07/06/2006
Bruna Cruz
Eles já foram tema de dezenas de filmes e povoam o imaginário da população como animais assustadores e sanguinários. Mas o limite entre a ficção e a realidade deixou de existir quando ataques de morcegos a animais e a seres humanos tornaram-se um problema de saúde pública em muitos países latino-americanos, e viraram uma ameaça à população da Região Metropolitana do Recife. Um cão da raça doberman Pinscher foi atacado, em Olinda, pelo morcego vampiro comum (Desmodus rotundus), espécie que se alimenta de sangue. O ataque ao cão pelo morcego foi registrado num artigo científico pelo médico veterinário Filipe Dantas Torres, aluno do mestrado em saúde pública do Centro de Pesquisa Aggeu Magalhães (CPqAM), unidade da Fiocruz em Pernambuco. O artigo é um dos mais visitados da Scientific Electronic Library Online (SciELO), biblioteca virtual que abrange uma coleção de periódicos científicos, e está em primeiro lugar nos acessos da revista do Instituto de Medicina Tropical de São Paulo.
Em março, o Cento de Vigilância Animal (CVA) da Prefeitura do Recife registrou mais de 20 ataques de morcegos a humanos em cerca de 13 dias no bairro da Imbiribeira. Em Olinda, até agora não há registro de episódios semelhantes. Essa espécie de morcego é a principal responsável pela transmissão da raiva entre animais e a segunda entre humanos, perdendo apenas para o cão, segundo a Secretaria de Vigilância em Saúde do Ministério da Saúde.
O registro do ataque ao cão foi feito por Torres das 21h às 4h, com o auxílio de uma câmera de vídeo. Ele fez nove imagens de ataques. As investidas do morcego vampiro foram confirmadas posteriormente com o exame físico do animal atacado e com a captura de dois exemplares de morcegos da mesma espécie no local, com a ajuda do CVA, pois Olinda ainda não tem equipe especializada no serviço.
De acordo com Torres, apesar de exames feitos com os morcegos capturados em Olinda terem dado negativo quanto à presença do vírus da raiva, o registro serve como um alerta para o risco da transmissão da doença no município. Ele conta que a raiva transmitida pelo morcego requer estratégias mais complexas de controle do que as utilizadas com cães e gatos, a exemplo da vacinação sistemática e da educação em saúde da população. "A captura e a identificação sistemática de morcegos deve ser associada ao uso de pastas anticoagulantes no dorso dos animais, pois o hábito de se lamberem quando estão em abrigos ou cavernas faz com que os outros morcegos entrem em contato com o produto, ocasionando o controle das colônias", complementou. A partir do trabalho realizado por Torres, o monitoramento começará, em breve, a ser feito em Olinda por meio de parceria entre o município e a Secretaria de Saúde de Pernambuco.

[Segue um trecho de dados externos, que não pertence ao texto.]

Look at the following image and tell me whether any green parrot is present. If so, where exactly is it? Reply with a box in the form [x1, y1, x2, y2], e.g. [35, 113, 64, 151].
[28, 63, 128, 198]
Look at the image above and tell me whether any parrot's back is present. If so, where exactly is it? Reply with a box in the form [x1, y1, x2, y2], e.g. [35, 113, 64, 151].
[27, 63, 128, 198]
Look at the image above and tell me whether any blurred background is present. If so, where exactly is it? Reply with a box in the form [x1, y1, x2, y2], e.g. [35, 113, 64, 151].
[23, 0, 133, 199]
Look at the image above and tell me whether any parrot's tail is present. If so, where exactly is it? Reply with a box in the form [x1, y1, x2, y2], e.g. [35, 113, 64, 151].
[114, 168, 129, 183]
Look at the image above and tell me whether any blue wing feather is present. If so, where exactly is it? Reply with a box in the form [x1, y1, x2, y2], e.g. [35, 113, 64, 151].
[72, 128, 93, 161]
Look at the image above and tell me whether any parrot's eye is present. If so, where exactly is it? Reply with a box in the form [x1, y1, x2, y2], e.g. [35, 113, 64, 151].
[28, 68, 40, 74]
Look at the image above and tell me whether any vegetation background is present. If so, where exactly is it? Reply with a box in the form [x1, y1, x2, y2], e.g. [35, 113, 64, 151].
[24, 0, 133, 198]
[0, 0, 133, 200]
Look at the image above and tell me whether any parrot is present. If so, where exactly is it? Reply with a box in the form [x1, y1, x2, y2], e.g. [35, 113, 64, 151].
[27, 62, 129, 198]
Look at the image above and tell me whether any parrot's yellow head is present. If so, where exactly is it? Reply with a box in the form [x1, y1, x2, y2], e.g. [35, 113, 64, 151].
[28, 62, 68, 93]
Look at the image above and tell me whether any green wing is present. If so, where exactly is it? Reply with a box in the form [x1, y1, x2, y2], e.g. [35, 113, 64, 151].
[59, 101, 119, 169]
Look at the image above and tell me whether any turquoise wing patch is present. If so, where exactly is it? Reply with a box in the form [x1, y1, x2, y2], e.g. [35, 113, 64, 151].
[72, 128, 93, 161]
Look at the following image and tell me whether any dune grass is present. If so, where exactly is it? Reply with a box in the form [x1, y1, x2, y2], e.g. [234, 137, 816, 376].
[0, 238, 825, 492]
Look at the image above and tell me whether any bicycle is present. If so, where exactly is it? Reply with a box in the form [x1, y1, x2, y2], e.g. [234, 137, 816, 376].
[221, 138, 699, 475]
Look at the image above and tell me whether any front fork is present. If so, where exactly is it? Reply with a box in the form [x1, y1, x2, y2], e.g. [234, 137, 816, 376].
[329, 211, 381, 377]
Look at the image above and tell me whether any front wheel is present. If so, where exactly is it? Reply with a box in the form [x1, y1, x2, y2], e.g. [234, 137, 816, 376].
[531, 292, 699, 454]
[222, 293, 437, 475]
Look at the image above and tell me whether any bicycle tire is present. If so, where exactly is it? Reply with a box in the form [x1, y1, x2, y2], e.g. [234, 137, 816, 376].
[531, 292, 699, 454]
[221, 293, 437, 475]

Segundo informações do Ministério da Saúde, o ciclo de transmissão predominante de raiva humana no Brasil, até 2003, foi o urbano (cão ou gato), com 72,5% dos casos registrados. Já em 2004 o morcego tornou-se o principal responsável pelos eventos de raiva humana devido à ocorrência de dois surtos da doença nos municípios de Portel (15 casos) e Viseu (seis casos), ambos no Pará. Até outubro de 2005 foram registrados, no Pará e no Maranhão, 31 casos de raiva humana, sendo 29 transmitidos por morcegos.
Além do morcego vampiro, outras espécies, inclusive as que não se alimentam de sangue, podem transmitir a raiva. Por isso, as pessoas que forem atacadas devem procurar a unidade de saúde mais próxima de sua casa para receber atendimento.
No mestrado em saúde pública, Torres desenvolve o projeto Ecoepidemiologia da leishmaniose visceral no município de Paulista, estado de Pernambuco, Brasil). O trabalho é orientado pelo pesquisador do Departamento de Imunologia, Sinval Brandão Filho.